Atrium in CalPERS' Sacramento headquarters. (Rich Pedroncelli / Associated…)
SACRAMENTO -- The California Public Employees' Retirement System, the largest public pension fund in the country, posted a mere 1% return on its investment for the fiscal year that ended June 30.
The performance came in well below the fund's target of 1.7% growth in its $234.3-billion portfolio, said Joseph Dear, CalPERS' chief investment officer.
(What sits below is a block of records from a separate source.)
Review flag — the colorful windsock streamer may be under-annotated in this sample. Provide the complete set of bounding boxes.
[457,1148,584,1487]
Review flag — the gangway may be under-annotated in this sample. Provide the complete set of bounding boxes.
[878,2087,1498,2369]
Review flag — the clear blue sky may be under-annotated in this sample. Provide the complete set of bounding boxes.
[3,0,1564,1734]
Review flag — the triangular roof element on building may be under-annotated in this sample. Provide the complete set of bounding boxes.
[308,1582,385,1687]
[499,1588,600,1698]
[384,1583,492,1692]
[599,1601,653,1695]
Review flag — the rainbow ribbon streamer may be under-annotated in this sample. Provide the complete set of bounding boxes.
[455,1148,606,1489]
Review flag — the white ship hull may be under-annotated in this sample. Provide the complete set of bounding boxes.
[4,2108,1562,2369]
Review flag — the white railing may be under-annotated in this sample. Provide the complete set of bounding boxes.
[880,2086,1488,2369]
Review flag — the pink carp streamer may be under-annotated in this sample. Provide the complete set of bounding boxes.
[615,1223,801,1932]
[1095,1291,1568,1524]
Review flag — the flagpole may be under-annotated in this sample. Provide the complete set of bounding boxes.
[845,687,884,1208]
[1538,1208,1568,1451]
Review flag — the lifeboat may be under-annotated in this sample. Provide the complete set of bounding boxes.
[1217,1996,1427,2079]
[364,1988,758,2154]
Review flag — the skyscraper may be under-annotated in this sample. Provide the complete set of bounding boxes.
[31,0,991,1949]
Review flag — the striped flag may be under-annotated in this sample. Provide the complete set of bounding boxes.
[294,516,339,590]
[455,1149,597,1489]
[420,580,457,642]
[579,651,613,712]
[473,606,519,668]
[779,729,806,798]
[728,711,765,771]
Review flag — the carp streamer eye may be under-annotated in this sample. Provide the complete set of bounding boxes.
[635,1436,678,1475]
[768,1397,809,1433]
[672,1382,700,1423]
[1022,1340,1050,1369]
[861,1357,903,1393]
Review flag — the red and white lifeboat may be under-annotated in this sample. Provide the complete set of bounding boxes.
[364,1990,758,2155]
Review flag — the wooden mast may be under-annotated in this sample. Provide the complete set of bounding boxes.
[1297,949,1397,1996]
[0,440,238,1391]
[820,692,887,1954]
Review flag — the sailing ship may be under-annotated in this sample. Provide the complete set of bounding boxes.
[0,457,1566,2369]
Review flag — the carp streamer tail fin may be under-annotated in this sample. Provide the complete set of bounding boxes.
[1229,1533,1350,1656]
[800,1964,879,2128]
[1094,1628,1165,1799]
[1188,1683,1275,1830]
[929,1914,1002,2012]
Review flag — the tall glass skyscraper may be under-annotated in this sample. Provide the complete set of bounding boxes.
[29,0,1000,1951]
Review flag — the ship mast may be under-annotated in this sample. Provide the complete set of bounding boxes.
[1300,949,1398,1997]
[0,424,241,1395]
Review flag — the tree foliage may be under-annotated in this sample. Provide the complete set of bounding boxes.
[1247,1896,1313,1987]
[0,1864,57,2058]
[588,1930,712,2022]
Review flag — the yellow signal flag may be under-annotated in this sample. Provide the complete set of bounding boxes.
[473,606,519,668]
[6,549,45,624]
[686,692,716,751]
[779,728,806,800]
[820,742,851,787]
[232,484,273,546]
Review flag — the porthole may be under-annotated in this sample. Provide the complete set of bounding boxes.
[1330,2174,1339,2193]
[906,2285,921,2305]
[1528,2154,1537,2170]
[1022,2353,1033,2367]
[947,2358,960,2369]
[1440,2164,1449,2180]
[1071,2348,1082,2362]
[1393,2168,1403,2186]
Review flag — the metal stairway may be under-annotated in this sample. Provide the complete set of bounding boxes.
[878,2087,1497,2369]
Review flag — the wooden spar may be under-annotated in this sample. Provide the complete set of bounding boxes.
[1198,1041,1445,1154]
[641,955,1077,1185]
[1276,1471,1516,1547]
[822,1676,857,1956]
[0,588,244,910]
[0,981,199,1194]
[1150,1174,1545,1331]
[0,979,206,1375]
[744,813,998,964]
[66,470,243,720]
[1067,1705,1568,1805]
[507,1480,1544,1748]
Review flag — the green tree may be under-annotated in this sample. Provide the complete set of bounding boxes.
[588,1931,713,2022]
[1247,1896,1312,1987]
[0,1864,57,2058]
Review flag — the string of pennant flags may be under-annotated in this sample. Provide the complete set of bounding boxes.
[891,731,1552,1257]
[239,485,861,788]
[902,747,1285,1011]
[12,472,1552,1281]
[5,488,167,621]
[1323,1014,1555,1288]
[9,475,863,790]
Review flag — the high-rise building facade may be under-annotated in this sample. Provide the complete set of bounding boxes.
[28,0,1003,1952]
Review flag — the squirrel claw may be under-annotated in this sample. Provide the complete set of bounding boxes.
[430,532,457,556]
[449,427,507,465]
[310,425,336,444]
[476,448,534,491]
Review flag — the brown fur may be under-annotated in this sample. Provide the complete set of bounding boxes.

The return for fiscal 2012 also was way below CalPERS' long-term growth strategy, which calls for a 7.5% average annual rate of return to pay for retirement benefits for more than 1.3 million members.
"The last 12 months were a challenging period for all investors and the ongoing European debt crisis and slowing global economic growth increased market volatility and reduced equity returns," said Dear.
CalPERS biggest losses were in public equity, down 7.2%, and private equity, down 5.4%. Fixed-income investments, mainly bonds, gained 12.7%, while real estate rose by 15.9% and infrastructure investments by 8.4%.
No substantial turnaround in the markets is likely this year, Dear predicted.
CalPERS' sister pension agency, the California State Teachers' Retirement System, also posted weak returns for its fiscal 2012, which ended June 30. But at 1.8%, they were better than CalPERS' performance.
The performance was well below the targeted 7.5% average annual return that the $150.6-billion CalSTRS fund uses to meet its obligations to provide pensions to 856,000 public school educators and their families.
CalSTRS' worst performance was in global stocks, with a loss of 3.1%. Real estate, however, showed a 9.2% gain, while private-equity investments gained 5.9% and fixed-income bonds rose 7.3%.
"This fiscal year has presented a very difficult market for long-term investors like CalSTRS, with wild fluctuations amid ongoing instability in Europe, slowing growth in China and India, a U.S. credit rating downgrade and a sluggish economy," said Chief Investment Officer Christopher J. Ailman.
Investment earnings alone won't put CalSTRS on a sound financial footing, said Chief Executive Jack Ehnes. The state Legislature, he said, needs to pass a law allowing for regular, gradual increases in contributions paid by the state and other CalSTRS participants.
CalSTRS, unlike CalPERS, does not have the legal authority to unilaterally increase contributions from its members, local governments and public employees.